Tut es nicht!
Wenn man sich schon eine Strategie überlegt, dann sollte es nicht gleich jeder merken, oder? Wer einen Coup plant, der lässt sich doch nicht auf offener Bühne in die Karten schauen. Oder sie sind sich ihrer Sache so sicher, dass sie jeden Skrupel verloren haben.
„Man setzt darauf, dass das alles niemand ernst nimmt. Und so ganz ernst ist es ihnen auch nicht damit.“
Im Moment bietet die ÖVP ein interessantes Schauspiel. Jeden Tag wird das immer gleiche Stück aufgeführt. Immer der gleiche Plot. Es wäre langweilig, wenn es nicht so ärgerlich wäre. Offenbar hat man sich entschieden, es mal wieder auf Teufel komm raus mit der FPÖ zu versuchen. Natürlich weiß man genau, dass man das eigentlich nicht darf. Nicht politisch, nicht moralisch. Nicht, wenn einem an der Zukunft des Landes irgendwas liegt. Nicht wenn man noch mal in den Spiegel schauen möchte. Aber wenn man etwas nicht darf, dann muss man eben so tun, als ob man „keine andere Wahl“ hätte.
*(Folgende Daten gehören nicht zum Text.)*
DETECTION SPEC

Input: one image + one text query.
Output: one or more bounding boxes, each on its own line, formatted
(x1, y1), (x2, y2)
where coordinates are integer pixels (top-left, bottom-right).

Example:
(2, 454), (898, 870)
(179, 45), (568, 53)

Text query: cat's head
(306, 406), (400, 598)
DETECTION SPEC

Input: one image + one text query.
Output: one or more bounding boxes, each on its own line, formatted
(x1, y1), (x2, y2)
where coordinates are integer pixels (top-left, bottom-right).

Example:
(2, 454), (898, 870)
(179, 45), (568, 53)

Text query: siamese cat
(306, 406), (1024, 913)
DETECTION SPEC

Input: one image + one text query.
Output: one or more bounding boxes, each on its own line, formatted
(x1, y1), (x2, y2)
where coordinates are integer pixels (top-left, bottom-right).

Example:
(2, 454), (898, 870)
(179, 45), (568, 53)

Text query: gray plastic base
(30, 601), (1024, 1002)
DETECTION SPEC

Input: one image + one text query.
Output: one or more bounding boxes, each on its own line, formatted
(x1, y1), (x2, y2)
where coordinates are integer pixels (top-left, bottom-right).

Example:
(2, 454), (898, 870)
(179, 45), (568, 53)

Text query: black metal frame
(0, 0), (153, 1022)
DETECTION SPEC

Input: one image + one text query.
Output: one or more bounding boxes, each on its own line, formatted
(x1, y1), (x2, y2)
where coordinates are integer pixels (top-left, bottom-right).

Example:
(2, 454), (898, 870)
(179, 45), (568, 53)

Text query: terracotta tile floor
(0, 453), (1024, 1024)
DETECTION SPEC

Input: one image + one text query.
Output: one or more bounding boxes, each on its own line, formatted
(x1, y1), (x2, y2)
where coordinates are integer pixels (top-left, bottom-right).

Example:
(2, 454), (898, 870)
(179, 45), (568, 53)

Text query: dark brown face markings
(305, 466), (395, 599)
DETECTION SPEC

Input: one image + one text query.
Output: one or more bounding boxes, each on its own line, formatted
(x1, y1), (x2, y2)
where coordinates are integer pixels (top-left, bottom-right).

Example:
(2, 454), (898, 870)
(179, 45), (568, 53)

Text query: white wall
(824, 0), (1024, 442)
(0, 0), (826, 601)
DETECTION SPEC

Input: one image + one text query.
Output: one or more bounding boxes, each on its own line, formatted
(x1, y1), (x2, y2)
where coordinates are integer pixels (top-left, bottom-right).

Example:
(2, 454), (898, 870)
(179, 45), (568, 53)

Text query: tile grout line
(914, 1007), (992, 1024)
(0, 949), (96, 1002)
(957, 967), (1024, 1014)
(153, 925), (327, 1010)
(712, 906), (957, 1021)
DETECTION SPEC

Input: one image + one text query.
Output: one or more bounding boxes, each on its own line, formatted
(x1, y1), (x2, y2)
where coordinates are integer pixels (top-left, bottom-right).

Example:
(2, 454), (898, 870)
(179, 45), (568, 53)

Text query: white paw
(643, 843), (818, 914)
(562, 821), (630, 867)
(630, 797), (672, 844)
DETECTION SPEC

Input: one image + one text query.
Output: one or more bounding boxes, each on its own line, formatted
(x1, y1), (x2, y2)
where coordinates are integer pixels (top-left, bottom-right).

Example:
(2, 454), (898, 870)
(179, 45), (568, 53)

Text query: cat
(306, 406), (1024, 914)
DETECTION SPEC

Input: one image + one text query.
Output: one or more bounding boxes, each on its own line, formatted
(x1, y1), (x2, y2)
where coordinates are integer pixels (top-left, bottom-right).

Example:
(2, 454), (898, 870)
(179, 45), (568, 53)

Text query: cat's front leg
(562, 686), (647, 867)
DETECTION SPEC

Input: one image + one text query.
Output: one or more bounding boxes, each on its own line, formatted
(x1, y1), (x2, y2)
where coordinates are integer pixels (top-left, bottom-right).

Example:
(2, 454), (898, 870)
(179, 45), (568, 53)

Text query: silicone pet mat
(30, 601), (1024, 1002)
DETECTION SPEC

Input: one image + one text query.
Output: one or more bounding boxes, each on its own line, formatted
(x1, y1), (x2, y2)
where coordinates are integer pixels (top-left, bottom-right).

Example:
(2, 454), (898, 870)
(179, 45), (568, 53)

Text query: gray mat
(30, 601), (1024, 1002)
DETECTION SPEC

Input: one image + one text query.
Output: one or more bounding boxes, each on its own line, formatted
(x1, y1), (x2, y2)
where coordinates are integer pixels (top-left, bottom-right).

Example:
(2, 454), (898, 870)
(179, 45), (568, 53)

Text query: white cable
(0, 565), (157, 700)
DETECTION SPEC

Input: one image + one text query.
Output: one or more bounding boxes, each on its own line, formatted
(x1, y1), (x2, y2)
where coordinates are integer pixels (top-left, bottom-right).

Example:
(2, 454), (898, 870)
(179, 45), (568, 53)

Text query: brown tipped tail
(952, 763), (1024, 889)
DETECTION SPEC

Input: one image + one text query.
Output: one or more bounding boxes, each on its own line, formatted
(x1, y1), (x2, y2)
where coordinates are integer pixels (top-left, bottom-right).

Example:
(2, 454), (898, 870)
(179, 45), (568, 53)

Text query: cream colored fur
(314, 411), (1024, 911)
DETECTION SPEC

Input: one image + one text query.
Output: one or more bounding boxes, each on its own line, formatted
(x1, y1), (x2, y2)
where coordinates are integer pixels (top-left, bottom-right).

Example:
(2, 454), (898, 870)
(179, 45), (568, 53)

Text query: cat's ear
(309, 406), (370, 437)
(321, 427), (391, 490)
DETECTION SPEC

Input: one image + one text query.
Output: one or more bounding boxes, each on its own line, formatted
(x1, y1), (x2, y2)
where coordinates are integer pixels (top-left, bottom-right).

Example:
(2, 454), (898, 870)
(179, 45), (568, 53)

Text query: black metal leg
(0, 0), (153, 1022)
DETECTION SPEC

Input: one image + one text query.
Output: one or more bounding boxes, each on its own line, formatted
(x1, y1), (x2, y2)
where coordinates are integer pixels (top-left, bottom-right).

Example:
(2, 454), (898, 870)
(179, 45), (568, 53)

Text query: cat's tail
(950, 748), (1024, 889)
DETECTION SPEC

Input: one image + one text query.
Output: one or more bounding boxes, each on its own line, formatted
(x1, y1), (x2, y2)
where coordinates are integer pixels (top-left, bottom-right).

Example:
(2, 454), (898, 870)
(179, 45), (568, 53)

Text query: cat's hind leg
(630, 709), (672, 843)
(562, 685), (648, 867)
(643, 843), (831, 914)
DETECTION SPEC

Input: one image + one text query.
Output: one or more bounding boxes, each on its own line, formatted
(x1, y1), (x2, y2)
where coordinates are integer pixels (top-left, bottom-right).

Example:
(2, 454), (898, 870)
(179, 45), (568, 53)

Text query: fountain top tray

Wer alle anderen Brücken hinter sich abgebrochen hat, dem bleibt nur der Weg nach vorne, und sei er noch so vergiftet.
So arbeitet die ÖVP konsequent an einer Erzählung, die sie uns nach den Wahlen im Herbst auftischen wird: Die „anderen“ bereiten sich auf die Opposition vor, mit den „anderen“ kann man ja nicht, es bleibt einem ja nichts anderes übrig als in staatsmännischer Verantwortung die „einzige“ Koalition einzugehen, die es dann noch gibt … Man lässt keine Gelegenheit aus, an dieser Geschichte zu arbeiten.
Seit den seligen Tagen eines Jörg Haider hat sich die Partei der „Ehemaligen“ an den rechts-rechten Rand bewegt. Und prahlt unverfroren mit ihren faschistischen Freunden und ihren identitären Kumpels. Sie brüstet sich mit der eigenen Menschenverachtung und ihrem Traum von einem Volkskanzler, der sich an keine demokratischen oder rechtsstaatlichen Spielregeln mehr halten muss. Und sie macht sich einen Spaß daraus, auf jene alte gute Zeit anzuspielen, als man mit Glanz und Gloria in Untergang und Massenmord marschierte.
Man setzt darauf, dass das alles niemand ernst nimmt. Und so ganz ernst ist es ihnen auch nicht damit. Sie wollen einfach ein Stück vom Kuchen. Am Ende wird die ÖVP die „Ehemaligen“ einkaufen, so wie in den nicht ganz so alten „guten Zeiten“, von rassistischen Ali-Videos, und zynischen „Ausreisezentren“ für gerade angekommene Asylwerber, Razzien im Verfassungsschutz und kurzlebigen Reiterstaffeln, von Sponsorenabenden auf Ibiza und Tempo 160 auf der Autobahn. So hoffen ÖVP und FPÖ im Grunde nur auf eins: Auf unsere Vergesslichkeit. Unsere Bequemlichkeit. Unsere Feigheit. Unsere Bereitschaft uns betrügen zu lassen. Unsere Müdigkeit. Und wenn wir dann endlich schlafen, dann machen sie ernst.
Hanno Loewy ist Direktor des Jüdischen Museums in Hohenems.